Exercice périlleux que d’aucuns jugent glissant auxquels se sont livrés les deux cabinets d'experts Bleu Vert Concepts, dirigé par Sarah Jafarshad-Rajaei, et l’agence Twin piloté par Alexandre Bouvrain. Imaginer, alors que nous ne connaissons pas encore toutes les répcercussions que pourra avoir cette crise sans précédent sur la profession et sur les attentes de nos convives, à quoi pourrait bien ressembler le restaurant de l'après Covid-19 ? Si, bien sûr, tout n’est pas à prendre au pied de la lettre, ce sont autant de pistes et d’idées pour pousser à la réflexion. Si le cadre règlementaire de la réouverture par les pouvoirs publics sera sans doute amené à évoluer dans les premières semaines (il n'avait d'ailleurs pas encore été complètement fixé à l'heure où nous avons bouclé le magazine), les suggestions et astuces ne manquent pas pour anticiper le redémarrage !
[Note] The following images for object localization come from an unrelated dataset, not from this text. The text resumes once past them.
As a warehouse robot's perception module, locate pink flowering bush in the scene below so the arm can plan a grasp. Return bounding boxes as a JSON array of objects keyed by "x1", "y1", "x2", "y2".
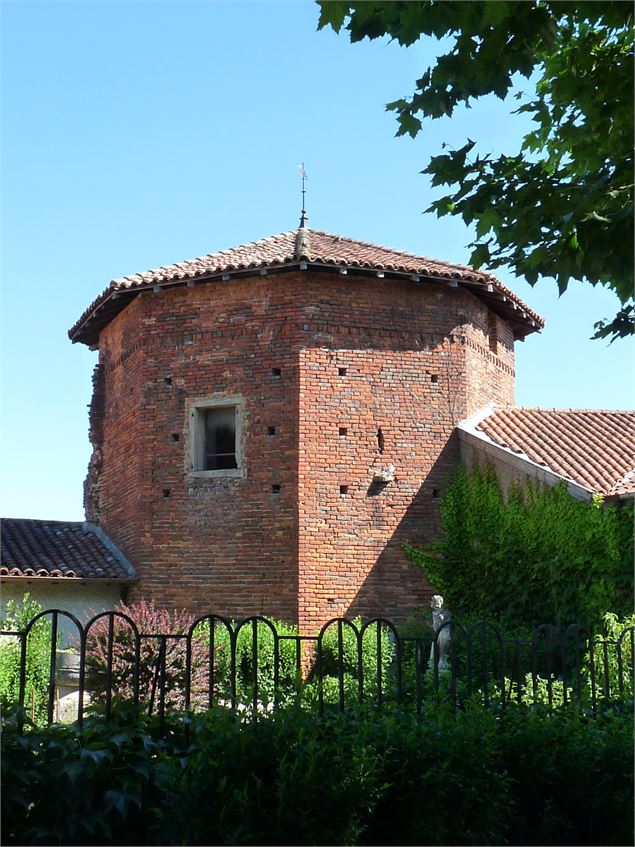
[{"x1": 86, "y1": 600, "x2": 229, "y2": 712}]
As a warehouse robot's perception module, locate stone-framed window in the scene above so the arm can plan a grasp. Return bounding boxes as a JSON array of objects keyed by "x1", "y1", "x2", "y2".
[{"x1": 189, "y1": 394, "x2": 245, "y2": 477}]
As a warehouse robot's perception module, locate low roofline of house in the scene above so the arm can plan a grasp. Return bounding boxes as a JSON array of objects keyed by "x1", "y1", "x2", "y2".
[{"x1": 457, "y1": 416, "x2": 606, "y2": 503}]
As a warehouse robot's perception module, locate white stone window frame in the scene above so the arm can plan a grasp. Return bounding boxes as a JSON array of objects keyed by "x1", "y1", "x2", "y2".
[{"x1": 187, "y1": 393, "x2": 246, "y2": 479}]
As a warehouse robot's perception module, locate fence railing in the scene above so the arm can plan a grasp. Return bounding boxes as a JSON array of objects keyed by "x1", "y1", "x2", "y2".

Le point de vue de Sarah Jafarshad - Rajaei : la restauration a su s’adapter et sortir de chaque crise économique et/ou sanitaire avec des changements durables et bénéfiques. Si les cuisines se sont ouvertes pour donner plus de transparence aux consommateurs, le Covid-19 va générer des changements profonds dans les comportements. L’accélération du digital s’est imposée avec des applications dédiées, click and collect, livraison à domicile ou sur le lieu de travail. Il y a 2 typologies de conséquences dans les aménagements : celles qui sont ponctuelles pour protéger les clients (comme le plexiglass) et le personnel pour leur redonner confiance. D’autres vont se pérenniser comme la détection automatique pour les ouvertures pour éviter les zones de contact. Des changements importants sont aussi à attendre dans les surfaces et leur destination. Avec le développement du canal digital, la surface commerciale va être réduite a minima pour la clientèle qui déjeune sur place. Il faut aménager les espaces pour permettre aux clients qui viennent et emportent leur repas, de ne pas entrer dans le point de vente, en leur facilitant le retrait. Nous pouvons imaginer aussi le développement plus marqué des « dark kitchens », des laboratoires de production et cuisines partagés qui ne seront dédiés qu’à la production, la livraison et le retrait. A l’extrême, on peut pousser jusqu’aux lieux de retrait automatisés, sans contact humain.
#2 L'OUVERTURE
Le point de vue de Alexandre Bouvrain : la crise que nous traversons va être un véritable accélérateur de tendances qui, pour certaines, étaient des signaux faibles et qui auraient mis une génération avant de s’installer. Là, tout le monde, sans exception, a été projeté dans un monde nouveau. Confinés, les gens, en même temps qu’ils ont pris de nouvelles habitudes, ont ouvert les yeux sur le monde qui les entourait. La proximité a pris tout son sens, notamment les approvisionnements locaux. Pour autant, pandémie oblige, le rapport à l’autre a changé. A marche forcée, le digital s’est imposé à tous et avec lui tout un ensemble de nouveaux réflexes dont beaucoup devraient perdurer. En ce qui nous concerne, nous architectes, la donne va changer. Certes, les pouvoirs publics vont imposer de nouvelles règles de précautions, mais quelles qu’elles soient, il nous faudra demain créer des lieux plus hygiéniques, plus automatisés, plus canalisés dans leurs flux. À travers ce projet présenté ci-contre, nous avons voulu lancer des idées même les plus originales, à chacun d’y puiser des sources d’inspiration.